Раскол. Роман в 3-х книгах: Книга I. Венчание на царство - Владимир Личутин
Шрифт:
Интервал:
Закладка:
Надрал инок осоты на постелю, застелил холщовым буйном, пахнущим сальным зверем, – вот и лежбище; вместо подушки положил березовый чурачок, на таком сголовьице шибко не заспишься. Почивай, Феодор, распрями унылые натруженные кости, да пусть безгрешные виденья навестят тебя, и полночные ангелы-охранители, защитники твои, не отступятся, бороня от врагов.
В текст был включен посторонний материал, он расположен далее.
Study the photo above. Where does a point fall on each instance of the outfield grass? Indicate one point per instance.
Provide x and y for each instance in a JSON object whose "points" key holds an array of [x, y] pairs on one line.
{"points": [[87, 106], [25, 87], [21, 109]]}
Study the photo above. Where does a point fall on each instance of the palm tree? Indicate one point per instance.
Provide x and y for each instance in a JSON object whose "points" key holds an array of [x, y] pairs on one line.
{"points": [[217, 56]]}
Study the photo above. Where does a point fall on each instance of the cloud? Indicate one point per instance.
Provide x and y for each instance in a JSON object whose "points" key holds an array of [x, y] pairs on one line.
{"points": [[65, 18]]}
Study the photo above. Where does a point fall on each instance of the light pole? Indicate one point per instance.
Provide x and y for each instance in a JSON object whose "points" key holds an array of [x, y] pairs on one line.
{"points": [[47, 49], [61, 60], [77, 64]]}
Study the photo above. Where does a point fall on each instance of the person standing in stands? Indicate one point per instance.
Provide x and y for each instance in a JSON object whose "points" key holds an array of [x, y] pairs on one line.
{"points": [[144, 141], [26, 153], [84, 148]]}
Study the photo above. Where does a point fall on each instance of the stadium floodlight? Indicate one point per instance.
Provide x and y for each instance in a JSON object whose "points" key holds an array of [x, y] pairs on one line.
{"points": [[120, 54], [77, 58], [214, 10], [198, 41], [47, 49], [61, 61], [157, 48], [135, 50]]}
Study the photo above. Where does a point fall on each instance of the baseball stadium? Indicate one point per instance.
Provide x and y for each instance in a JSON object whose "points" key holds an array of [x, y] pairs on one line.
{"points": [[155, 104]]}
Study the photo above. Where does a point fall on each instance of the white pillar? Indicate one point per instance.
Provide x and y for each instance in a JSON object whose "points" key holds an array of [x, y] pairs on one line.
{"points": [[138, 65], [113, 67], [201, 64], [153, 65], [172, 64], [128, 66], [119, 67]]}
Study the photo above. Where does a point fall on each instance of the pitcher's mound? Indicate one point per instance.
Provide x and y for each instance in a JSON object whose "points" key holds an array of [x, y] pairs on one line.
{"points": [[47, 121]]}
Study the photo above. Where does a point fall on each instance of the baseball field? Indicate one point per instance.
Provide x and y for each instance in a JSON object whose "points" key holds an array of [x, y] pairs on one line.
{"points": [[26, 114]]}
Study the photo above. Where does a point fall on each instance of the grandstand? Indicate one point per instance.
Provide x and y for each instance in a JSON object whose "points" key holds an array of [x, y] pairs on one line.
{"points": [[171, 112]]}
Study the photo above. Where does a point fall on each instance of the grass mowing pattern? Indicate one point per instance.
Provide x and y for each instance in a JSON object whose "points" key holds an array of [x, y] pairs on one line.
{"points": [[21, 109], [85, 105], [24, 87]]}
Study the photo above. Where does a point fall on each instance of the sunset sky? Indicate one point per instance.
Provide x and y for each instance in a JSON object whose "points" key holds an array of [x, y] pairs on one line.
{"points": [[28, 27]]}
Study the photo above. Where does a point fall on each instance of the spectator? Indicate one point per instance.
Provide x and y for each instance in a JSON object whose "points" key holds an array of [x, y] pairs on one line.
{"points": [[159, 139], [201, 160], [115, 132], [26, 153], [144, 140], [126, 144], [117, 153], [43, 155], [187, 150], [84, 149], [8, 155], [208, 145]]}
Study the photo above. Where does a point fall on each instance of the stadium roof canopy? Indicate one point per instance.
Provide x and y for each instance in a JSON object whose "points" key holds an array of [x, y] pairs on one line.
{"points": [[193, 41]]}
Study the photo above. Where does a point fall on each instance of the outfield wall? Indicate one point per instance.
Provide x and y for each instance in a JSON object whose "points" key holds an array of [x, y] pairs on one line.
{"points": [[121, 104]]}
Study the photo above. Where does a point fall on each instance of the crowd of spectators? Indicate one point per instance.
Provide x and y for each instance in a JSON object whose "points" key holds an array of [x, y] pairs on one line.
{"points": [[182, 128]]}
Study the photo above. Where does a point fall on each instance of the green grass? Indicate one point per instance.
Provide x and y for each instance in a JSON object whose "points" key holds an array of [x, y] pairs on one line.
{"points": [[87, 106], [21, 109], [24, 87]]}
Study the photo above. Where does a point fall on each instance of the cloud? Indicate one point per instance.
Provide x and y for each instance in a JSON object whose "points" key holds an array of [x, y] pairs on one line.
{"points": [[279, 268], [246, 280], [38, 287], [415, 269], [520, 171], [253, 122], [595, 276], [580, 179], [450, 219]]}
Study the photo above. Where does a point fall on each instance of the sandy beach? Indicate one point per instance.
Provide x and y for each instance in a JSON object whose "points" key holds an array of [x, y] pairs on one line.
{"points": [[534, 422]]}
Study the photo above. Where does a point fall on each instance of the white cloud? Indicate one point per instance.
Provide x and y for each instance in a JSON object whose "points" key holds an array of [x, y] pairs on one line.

И лег Феодор, примерился тщедушным телом, чуя спиною всякий березовый сучок, приминая осоту, приноравливаясь каждым мосоликом к иноческому ложу.
Глаза сомкнул, вздохнул глубоко, на полную грудь, как-то истомно потворствуя плоти, и сразу услышал растревоженную мать-землю, вспотевшую под укрытием, и густой запах еще живой мятой травы, и прелый озерный дух, и прерывистый мышиный писк, и комариный нуд, и мерный перебор речного переката, и гуд невмолчного леса, и треск утиных крыл из камышей. Задрал глаза под притолоку, из продуха нанесло в лицо иссиня-черной водяной пылью; и вдруг всхлопало дверью, зашерстило свитки бересты на слегах стропилин, и тут с громом пал на келеицу проливень. Слава Господи, что плоть бренная укрыта от лихой поры, и теперь время спасать душу: то дождь напомнил о пригасшей нескончаемой заботе. Бог, сидя на облацех, Один истинно чист остался, и Своими сладкими слезами кропит и крестит все, созданное на земле в дни творения, и той благодатью всякий раз поновляет плачевную жизнь.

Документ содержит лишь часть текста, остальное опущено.